El pasado agosto murió en El Cairo, a los 94 años, el gran novelista Naguib Mahfuz, el hombre que había contado como nadie el alma de la capital egipcia. Por eso, y por su enorme capacidad creadora, le dieron el Nobel en 1988, con lo que se convirtió en el único autor en lengua árabe galardonado con la más alta distinción de las letras.

Una tarde de primavera de principios de los 80, el director de la Agencia Argelina de Noticias me llevó a verle al café Orabi. Entonces ya era una celebridad y un mito de la literatura árabe, aunque no tenía las dimensiones mundiales que da el Nobel. Cuando charlamos aquel día, aún no habían proyectado sus sombras por el mundo los Bin Laden ni los Bush. No habían aflorado los terrorismos fundamentalistas de Al Qaeda, ni los neocon americanos había diseñado una guerra convencional para combatir el terrorismo islamista, ni habían planteado la siembra de la democracia en Oriente Medio arando las poblaciones con tanques y soltando bombas desde el cielo con aviones invisibles. El edificio del World Trade Center, las famosas Torres Gemelas, estaba todavía en pie, exhibiendo la geometría del éxito y el orgullo americanos, estaban vivas las 192 víctimas asesinadas en los trenes que pasaban por Atocha, y las 52 del metro de Londres. Algunas ni habían nacido.

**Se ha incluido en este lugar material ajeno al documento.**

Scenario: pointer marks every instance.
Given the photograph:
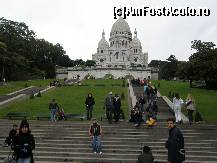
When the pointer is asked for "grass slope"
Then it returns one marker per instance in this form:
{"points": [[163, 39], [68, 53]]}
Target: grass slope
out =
{"points": [[71, 98], [206, 100], [17, 85]]}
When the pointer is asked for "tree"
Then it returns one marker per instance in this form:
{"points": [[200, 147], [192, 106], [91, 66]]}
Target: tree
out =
{"points": [[204, 63], [90, 63], [23, 56], [168, 71]]}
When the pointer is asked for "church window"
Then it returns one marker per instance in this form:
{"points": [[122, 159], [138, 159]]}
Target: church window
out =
{"points": [[116, 55]]}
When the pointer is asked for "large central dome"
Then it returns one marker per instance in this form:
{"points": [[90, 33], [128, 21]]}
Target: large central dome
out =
{"points": [[120, 26]]}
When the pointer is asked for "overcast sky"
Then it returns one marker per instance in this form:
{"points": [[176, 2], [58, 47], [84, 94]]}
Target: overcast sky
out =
{"points": [[77, 24]]}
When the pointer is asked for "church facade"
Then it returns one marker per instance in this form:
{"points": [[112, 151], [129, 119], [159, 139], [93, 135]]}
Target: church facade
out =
{"points": [[122, 56], [123, 50]]}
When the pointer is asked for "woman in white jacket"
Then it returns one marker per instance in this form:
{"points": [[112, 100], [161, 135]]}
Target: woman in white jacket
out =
{"points": [[177, 104]]}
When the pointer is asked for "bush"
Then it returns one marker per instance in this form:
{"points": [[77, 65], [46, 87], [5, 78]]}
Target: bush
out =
{"points": [[124, 83], [32, 96], [122, 96]]}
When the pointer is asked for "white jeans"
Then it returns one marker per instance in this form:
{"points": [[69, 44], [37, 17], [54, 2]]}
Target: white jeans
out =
{"points": [[177, 110], [24, 160]]}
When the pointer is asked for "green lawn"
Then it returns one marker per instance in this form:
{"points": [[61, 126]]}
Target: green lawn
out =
{"points": [[71, 98], [17, 85], [206, 100]]}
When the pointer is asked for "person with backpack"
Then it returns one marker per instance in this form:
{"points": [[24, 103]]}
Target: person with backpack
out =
{"points": [[109, 106], [146, 156], [175, 143], [177, 104], [53, 107], [12, 134], [95, 132], [23, 144], [117, 107], [190, 105], [89, 102]]}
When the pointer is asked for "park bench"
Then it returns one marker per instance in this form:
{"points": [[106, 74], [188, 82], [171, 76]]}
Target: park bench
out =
{"points": [[17, 115]]}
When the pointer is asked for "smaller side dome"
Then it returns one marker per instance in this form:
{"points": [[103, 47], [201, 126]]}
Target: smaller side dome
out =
{"points": [[135, 41], [103, 43]]}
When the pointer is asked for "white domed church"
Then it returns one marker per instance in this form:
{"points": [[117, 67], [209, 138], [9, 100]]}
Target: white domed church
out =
{"points": [[122, 56], [122, 51]]}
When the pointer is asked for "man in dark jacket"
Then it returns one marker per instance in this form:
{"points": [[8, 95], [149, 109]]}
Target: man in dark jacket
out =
{"points": [[175, 143], [146, 156], [89, 102], [109, 105], [24, 143], [95, 132], [53, 107], [117, 107], [12, 134]]}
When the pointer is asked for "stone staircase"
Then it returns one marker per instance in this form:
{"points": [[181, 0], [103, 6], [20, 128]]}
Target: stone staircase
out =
{"points": [[122, 142], [68, 141]]}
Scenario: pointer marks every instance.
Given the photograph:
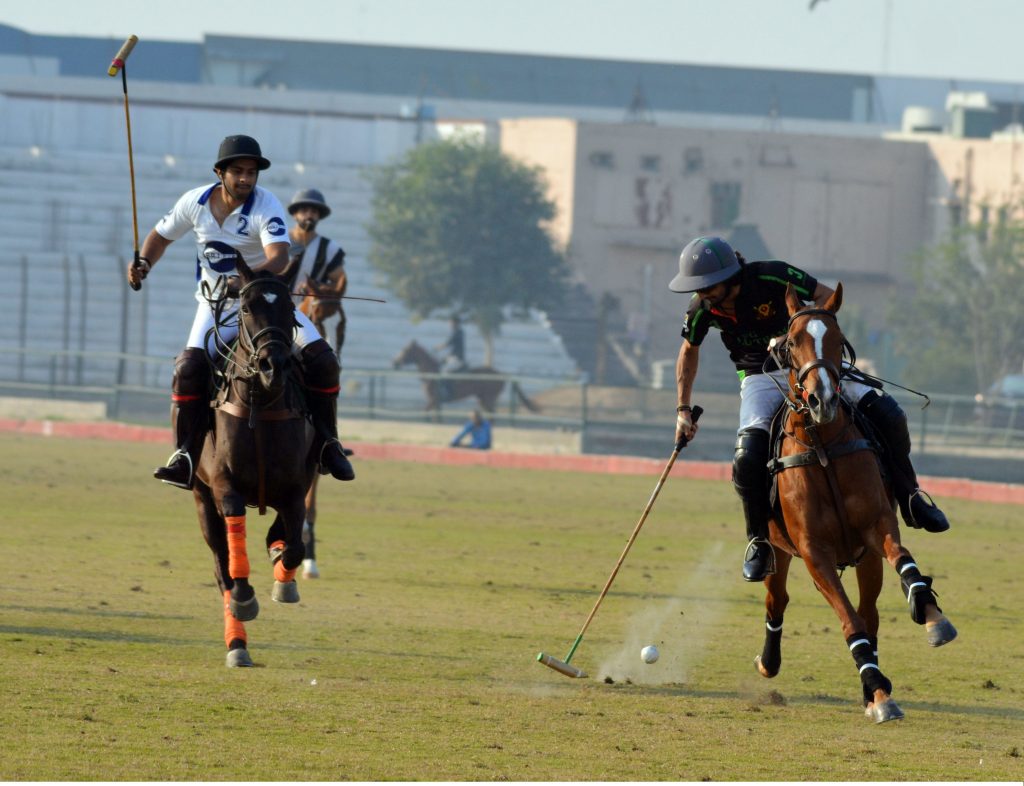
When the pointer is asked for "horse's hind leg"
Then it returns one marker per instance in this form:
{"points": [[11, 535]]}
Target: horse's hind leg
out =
{"points": [[776, 599], [309, 569], [918, 590]]}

Sin embargo, aquella tarde ya hablamos de los clichés simplistas y simplificadores con que se ve y analiza Occidente desde el mundo árabe-musulmán, y también del simplismo reduccionista que se utiliza en Occidente para analizar y ver el islam. Ahí está una de las raíces de las confrontaciones, aunque después haya muchas otras causas. En primer lugar, lo que englobamos con el nombre de Occidente no es una realidad única y monótona: existen gran variedad de sentimientos y pensamientos.

También en el mundo árabe musulmán hay una enorme variedad, y el reduccionismo con que se ve desde Occidente falsifica la realidad. Según mis apuntes, Mahfuz dijo algo así como que había dos realidades falsificadas y que eso generaba odios y tensiones, aunque no creía que fueran a desembocar en una guerra de civilizaciones.

Mahfuz se confesaba hijo de la civilización islámica, así como también de las civilizaciones del antiguo Egipto, y defendía una interpretación tolerante del Corán, como de todos los libros sagrados de las religiones monoteístas. A lo largo de la historia se hizo muy pocas veces. Los hombres montaron sus guerras implicando en ellas a su Dios con los nombres de Alá, Jesús y Yahvé.

No tuve ocasión de volver a hablar con él, aunque me habría gustado hacerlo en estos años de barbaries desatadas entre el mundo islámico y Occidente.

No cabe duda de que aquel 11 de septiembre, con el cruel ataque a las Torres Gemelas y sus secuelas de miles de muertos, se rompió el equilibrio del mundo. Fue el acto terrorista más espectacular de la historia, llevado a cabo por desalmados y fanáticos islamistas. Incluso en el mundo árabe hubo una corriente de simpatía y solidaridad con EEUU. Bush estranguló esos buenos sentimientos al responder con una guerra convencional a unos actos de terrorismo, olvidando que la única forma de vencer al fundamentalismo islamista es aliarse con el islam moderado.